Maps people struggle with this, they're always using maps to try to visualize a piece of data when almost always a short table would be better.

Data graphics people are themselves a subset of a family of wonks that spend 50% of their day rehashing the same tired stories, and the other 50% lamenting how innumerate people are.

Did you ever consider that maybe the reason the maps are stupid is because they're stupid as a whole, not because there's something wrong with the reader or the designer?

2 comments

In my experience of reporting data to non-data-saavy people, I've learned people love maps. Maybe because they like finding their home state/county/city. For whatever reason, they love maps.
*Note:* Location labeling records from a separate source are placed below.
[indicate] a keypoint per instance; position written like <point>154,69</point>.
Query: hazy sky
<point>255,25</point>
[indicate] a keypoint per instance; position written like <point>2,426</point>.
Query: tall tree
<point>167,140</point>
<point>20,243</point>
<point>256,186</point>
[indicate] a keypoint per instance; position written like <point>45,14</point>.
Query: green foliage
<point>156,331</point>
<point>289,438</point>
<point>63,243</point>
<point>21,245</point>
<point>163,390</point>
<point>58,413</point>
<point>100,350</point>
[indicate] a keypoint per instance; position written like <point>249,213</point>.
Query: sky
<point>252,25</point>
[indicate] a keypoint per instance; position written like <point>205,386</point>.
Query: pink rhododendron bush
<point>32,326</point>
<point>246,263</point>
I've also learned the hardest part of my job is getting people to read and remember the data. Replacing their preconceived notions is difficult. I'll use any cheap trick (short of showing data inaccurately) to do this. So I make them the maps they love. I use the colors they expect. If I show tables, they're used by experts for further analysis and ignored by the people who actually make decisions.
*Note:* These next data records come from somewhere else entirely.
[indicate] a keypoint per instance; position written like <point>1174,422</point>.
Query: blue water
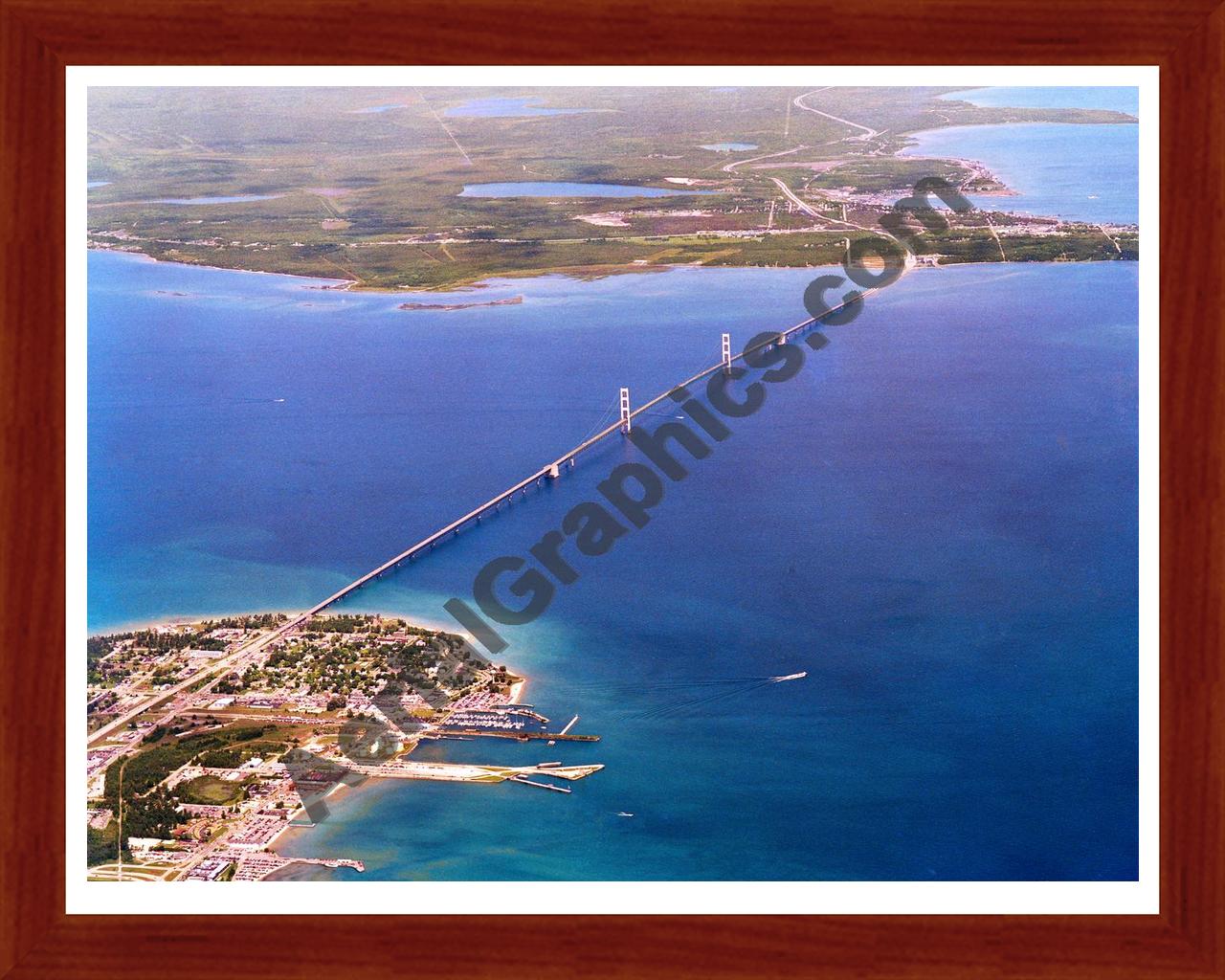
<point>506,108</point>
<point>233,200</point>
<point>1120,100</point>
<point>936,520</point>
<point>1077,171</point>
<point>564,189</point>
>The saturated red and blue colors have an almost astrological meaning to people, it's got nothing to do with information.
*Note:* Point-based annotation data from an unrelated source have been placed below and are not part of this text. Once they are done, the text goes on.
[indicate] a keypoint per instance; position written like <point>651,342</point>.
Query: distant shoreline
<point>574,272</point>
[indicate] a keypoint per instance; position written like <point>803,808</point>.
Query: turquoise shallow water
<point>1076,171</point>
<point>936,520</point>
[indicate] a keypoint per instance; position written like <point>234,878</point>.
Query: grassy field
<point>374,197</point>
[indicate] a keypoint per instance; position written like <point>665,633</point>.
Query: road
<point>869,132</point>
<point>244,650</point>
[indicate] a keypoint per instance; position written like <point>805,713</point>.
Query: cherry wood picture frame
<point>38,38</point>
That meaning is information. Is it the best thing for a nuanced data graphic? No. But showing a nuanced graphic is like handing somebody Principia Marhematica when they ask what 1 + 1 is. Sure, it had the answer. And sure, it's great for people with mathematical skill. But it's overkill most of the time.

I can tell you that in pretty much every presentation context a graph (no matter what graph) beats a table. We are much more accustomed to visually processing things than through numbers. I mean take the example of the given map (and let's keep it to the "simple" winner takes all map), the table for this map would definitely be so big that you could not easily tell which party won more counties. With the map it would be one glance.

Yes as the author points out it does not tell you anything about the number of people in the county, but trying to convey information in graphics well is difficult (and when people get it right it can be truly amazing, i.e. take Roslings talks, which really visualised public health effects and enabled many people to understand for the first time). However, everyone who regularly has to present data to people should invest time into learning about how to graph and visualise your data.

I kind of see where an_opabinia is coming from. Being able to tell which candidate won more counties could be accomplished via a 2x2 table.

But it would miss out on other information, which I think people are interested in exploring as well. The geospatial relationships are better presented in a map, and are preserved in a choropleth map in a way that hex maps and cartogram maps would distort.